Тогда-то и состоялся у Михаила Глинского шутливо-откровенный разговор с племянницей по поводу их многолетних неудачных попыток с государем стать матерью и отцом младенца-престолонаследника. «Пройдем с государем паломниками по северным, монастыря, молясь о чадородии…» – сказала Елена. «А, может, надобно не только молиться и паломничать, но помочь святости чадородия другими, более испытанными способами по примеру слабых на отцовство латинских королей и курфирстов» – изволил шутить князь Глинский. «Вот, если снова вернемся ни с чем после паломничества и молитв святых отцов за нас с государем, тогда и вернемся к этому разговору» – сказала Елена и густо покраснела.
«Дело говоришь, племянница, а то от одних пылких взглядов и ответных улыбок младенцы не зачинаются, – шутковал дядя, – Ничего кроме сырости в портах от взглядов с улыбками не рождается, да и то в молодые годы, а с годами – вообще, ничего, одно светлое неказистое ничто… Так-то, дорогая племянница…»
То, что великая княгиня Елена влюблена в князя Ивана Федоровича Овчину-Телепнева-Оболенского, а тот влюблен в его племянницу, Михаилу Глинскому было очевидно гораздо раньше ее признания о готовности вступить с ним в тайный адюльтер в случае последней неудачной попытки великокняжеской четы – зачать в ходе паломничества по монастырям.
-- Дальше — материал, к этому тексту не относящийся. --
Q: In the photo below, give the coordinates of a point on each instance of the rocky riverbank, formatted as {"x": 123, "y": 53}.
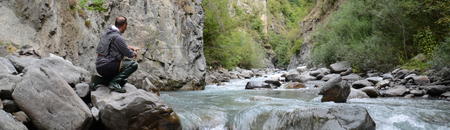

Но тогда все вдруг мистическим образом разрешилось. Елена зачала и разрешилась бременем, родив государю престолонаследника Ивана.
«Мужская помощь молодого заместителя старому государю не понадобилась, – констатировал Глинский, – только любовь, если уж она возникла, разгорелась от незаметной искорки, то своим пламенем все равно опалит сердца влюбленных, а то и сожжет их напрочь, к чертовой матери…»
Князь Михаил понимал, что скучавшая не столько по почившему мужу-государю, а сколько по вздыхающему по ней молодому князю Овчине, запуганная возникшими интригами вокруг престола и ее младенца Ивана, чувствовавшая себя одиноко и беззащитно во дворце, великая княгиня может даже до сороковин мужа привязаться к Овчине, сойтись с ним. Ведь не все в Москве верили в русские сказки, что молитвы монахов о чадородии великой княгини помогли рождению сначала одного наследника Ивана, потом другого, Юрия. Догадывался Глинский о том, что стоит племяннице приблизить к себе фаворита, и пойдут по двору, по Москве слухи об отцовстве младенца-государя воеводы Ивана Федоровича Овчины-Телепнева-Оболенского. Но Глинский на несколько ходов просчитал возможности приближения фаворита Овчины к престолу и был уверен, что его влияние на племянницу все же будет сильнее влияния фаворита.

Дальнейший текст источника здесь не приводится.